‘No district is off the table’: Rancor over health vote could put House in play
The New York Times
WASHINGTON — In a suburban Chicago district, Kelly Mazeski, a breast cancer survivor, used the day of the vote to repeal the Affordable Care Act to announce her House candidacy, vowing to make Republican Rep. Peter Roskam pay for his vote “to make Americans pay more and get less for their health care.”
In western New York, Lt. Gov. Kathy Hochul has stirred talk of a congressional race with her slashing criticism of Rep. Chris Collins, who rallied fellow Republicans to vote for the health measure, then conceded in a national television interview that he had not read the bill.
And in suburban Philadelphia, Chrissy Houlahan, an Air Force veteran challenging Rep. Ryan A. Costello, R-Pa., said she would make Mr. Costello’s decision to support the bill in committee, before opposing it on the floor, a central issue.
It is far too early to determine whether 2018 will bring a political wave, but the House’s approval of a deeply unpopular health care bill Thursday has handed Democrats a potent line of attack for the midterm elections. While Republicans believe that fulfilling a seven-year promise on health care will energize their base next year, Democrats are anticipating a backlash that may put in jeopardy a Republican House majority that once seemed unshakable.
Democrats are recruiting challengers aggressively, even in conservative-leaning districts, importuning an eclectic group of could-be candidates that includes a Minnesota gelato baron, a former candidate for governor of Kansas and the mayor of Syracuse, N.Y.
Democrats need 24 seats to recapture the House majority, and they believe the most straightforward path back to power is through the 23 Republican districts won by Hillary Clinton in November, as well as the dozens more where President Donald Trump remains deeply unliked. Precisely which of these districts to pursue came into sharper focus with Thursday’s vote.

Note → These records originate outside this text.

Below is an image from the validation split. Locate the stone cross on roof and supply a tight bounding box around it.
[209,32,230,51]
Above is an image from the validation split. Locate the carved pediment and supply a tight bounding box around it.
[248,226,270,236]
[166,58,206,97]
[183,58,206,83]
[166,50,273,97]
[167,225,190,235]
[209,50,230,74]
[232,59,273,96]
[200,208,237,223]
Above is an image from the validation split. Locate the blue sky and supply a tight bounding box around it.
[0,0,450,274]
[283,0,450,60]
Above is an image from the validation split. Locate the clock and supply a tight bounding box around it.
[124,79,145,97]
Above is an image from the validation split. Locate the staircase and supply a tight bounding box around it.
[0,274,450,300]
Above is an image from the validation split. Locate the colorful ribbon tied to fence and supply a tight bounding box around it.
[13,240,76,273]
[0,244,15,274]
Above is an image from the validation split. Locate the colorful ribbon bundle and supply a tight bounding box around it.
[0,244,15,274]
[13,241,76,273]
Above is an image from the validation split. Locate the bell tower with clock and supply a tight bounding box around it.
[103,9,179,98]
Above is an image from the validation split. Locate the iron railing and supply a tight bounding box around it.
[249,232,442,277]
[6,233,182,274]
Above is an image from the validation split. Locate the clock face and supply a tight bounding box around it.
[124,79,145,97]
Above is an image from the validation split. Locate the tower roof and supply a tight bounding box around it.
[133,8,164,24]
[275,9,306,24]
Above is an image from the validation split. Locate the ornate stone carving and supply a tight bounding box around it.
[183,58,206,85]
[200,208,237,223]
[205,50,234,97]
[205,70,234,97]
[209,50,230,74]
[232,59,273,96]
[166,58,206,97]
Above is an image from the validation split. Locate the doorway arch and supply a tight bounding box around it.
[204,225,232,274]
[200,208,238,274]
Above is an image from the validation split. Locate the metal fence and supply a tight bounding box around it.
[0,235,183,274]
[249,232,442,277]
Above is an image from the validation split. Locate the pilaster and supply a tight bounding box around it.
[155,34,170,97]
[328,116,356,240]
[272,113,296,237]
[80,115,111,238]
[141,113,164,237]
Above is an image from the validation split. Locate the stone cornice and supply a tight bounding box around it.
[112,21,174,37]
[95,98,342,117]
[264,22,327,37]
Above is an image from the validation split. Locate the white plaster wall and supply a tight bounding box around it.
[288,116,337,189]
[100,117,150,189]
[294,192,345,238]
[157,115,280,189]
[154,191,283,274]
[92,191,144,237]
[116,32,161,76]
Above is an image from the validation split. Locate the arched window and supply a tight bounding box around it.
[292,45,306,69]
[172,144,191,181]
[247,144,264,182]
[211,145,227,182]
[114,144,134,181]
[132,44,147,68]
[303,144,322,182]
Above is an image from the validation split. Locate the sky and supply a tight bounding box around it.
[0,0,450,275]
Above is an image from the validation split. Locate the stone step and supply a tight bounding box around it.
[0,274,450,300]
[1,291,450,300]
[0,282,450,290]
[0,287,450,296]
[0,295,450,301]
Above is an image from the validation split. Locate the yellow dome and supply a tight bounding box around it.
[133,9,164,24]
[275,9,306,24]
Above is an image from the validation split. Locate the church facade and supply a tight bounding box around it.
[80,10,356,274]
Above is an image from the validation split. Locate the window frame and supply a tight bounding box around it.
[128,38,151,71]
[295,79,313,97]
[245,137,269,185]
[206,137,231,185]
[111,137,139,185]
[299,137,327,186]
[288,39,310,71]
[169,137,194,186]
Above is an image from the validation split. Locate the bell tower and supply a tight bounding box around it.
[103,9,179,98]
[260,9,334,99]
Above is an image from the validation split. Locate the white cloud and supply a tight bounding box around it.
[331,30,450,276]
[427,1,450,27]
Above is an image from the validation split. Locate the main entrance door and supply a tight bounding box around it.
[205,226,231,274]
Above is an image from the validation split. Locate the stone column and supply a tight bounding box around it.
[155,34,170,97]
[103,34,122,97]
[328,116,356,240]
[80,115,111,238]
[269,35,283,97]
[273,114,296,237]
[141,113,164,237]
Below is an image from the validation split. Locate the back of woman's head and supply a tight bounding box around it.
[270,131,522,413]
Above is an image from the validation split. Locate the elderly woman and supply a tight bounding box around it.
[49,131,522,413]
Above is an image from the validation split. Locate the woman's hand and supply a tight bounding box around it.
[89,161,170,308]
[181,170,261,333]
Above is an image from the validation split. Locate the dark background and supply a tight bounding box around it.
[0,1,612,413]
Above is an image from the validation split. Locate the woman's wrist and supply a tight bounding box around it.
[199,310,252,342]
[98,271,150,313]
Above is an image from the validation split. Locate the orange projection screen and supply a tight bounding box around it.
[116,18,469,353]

“No district is off the table,” said Rep. Ben Ray Luján of New Mexico, the House Democratic campaign chairman, who vowed that Democrats would cast the widest possible net.
All seven of the House Republicans from California who represent districts that Mr. Trump lost voted for the bill, a collective act of political audacity in a state simmering with anger toward the president. While Ms. Clinton won Rep. Carlos Curbelo’s Miami district by 16 percentage points, he also voted yes. And other Republican lawmakers who represent districts that decisively rejected Mr. Trump, like Mr. Roskam and Martha E. McSally of Arizona, supported the measure.
All told, 80 House Republicans from districts Mr. Trump carried by 55 percent or less voted for the health law’s repeal. “Any Republican member of Congress in a seat that the president won by less than 10 points who isn’t concerned needs to be concerned,” said Glen Bolger, a Republican pollster.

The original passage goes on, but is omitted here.